TGR: Miranda has projects in Colombia, Nevada and Alaska. Which one is getting the lion’s share of the attention?
ST: It has good joint venture partners that are busy drilling away in Nevada, one of which is Agnico-Eagle Mines Ltd. (AEM:TSX; AEM:NYSE). But the attention going forward in terms of new developments could be additional land in Colombia. CEO Cunningham clearly has his eyes and ears open. It wouldn’t surprise me to see the company pick up some additional property there.
TGR: You mentioned Silvermex earlier. What are your thoughts on it?
ST: Silvermex continues to do a good job ramping up production at La Guitarra. It’s slow and steady. Its stock got caught in the selloff that we talked about earlier, but it’s trudging along.
I’m very bullish on silver. I believe that could outperform gold on a percentage basis over the next two to three years. Silvermex is a great way to play that trend.
TGR: What’s the next catalyst for that stock?
ST: It’s going to be either the silver price and the macro developments that drive that or further delineation of its plans going forward at La Guitarra. Silvermex is getting some good drill results in some high-grade areas. Everyone’s waiting to see where it wants to go.

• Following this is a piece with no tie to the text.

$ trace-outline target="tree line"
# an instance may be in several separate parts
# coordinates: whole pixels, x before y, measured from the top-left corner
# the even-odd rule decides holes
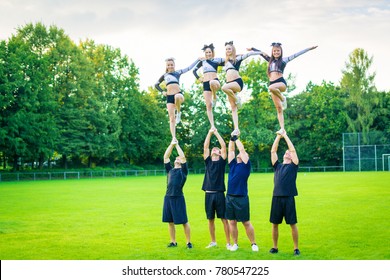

TGR: Does Pan American Silver Corp.’s (PAA:TSX; PAAS:NASDAQ) purchase of Minefinders Corp. (MFL:TSX; MFN:NYSE) bode well for a company like Silvermex?
ST: Clearly, Silvermex could be a good acquisition target at some point. It’s a process that will continue into the years ahead, however.
TGR: You also have a position in Largo Resources Ltd. (LGO:TSX.V)?
ST: We have a small position. We like CEO Mark Brennan, Largo and vanadium. It had to do a bit of a dilutive financing to get its mine under construction. We may invest more in that name at some point, but we’re largely on the sidelines at the moment.
TGR: Do you have any final thoughts on the space for investors?
ST: My biggest worry for a lot of these development-stage companies is governmental risk. Governments and jurisdictions around the world may get greedy when faced with the pressure to restructure their financial obligations and debt. They may attempt to take a bigger piece of the pie. That’s a risk that’s always been part of the mining business, but investors should be particularly attuned to that over the next two to three years.
Stephen Taylor is chairman and CEO of Taylor Asset Management, a Chicago-based investment management firm focusing on small-cap domestic equities and emerging markets. He also serves as a portfolio manager for the Taylor International Fund Ltd., a small-cap equity fund. In addition to emerging markets, Taylor’s area of expertise includes private equity, restructuring and turnaround situations and both small- and mid-cap companies. He has considerable experience in the natural resources and finance industries in Canada and China.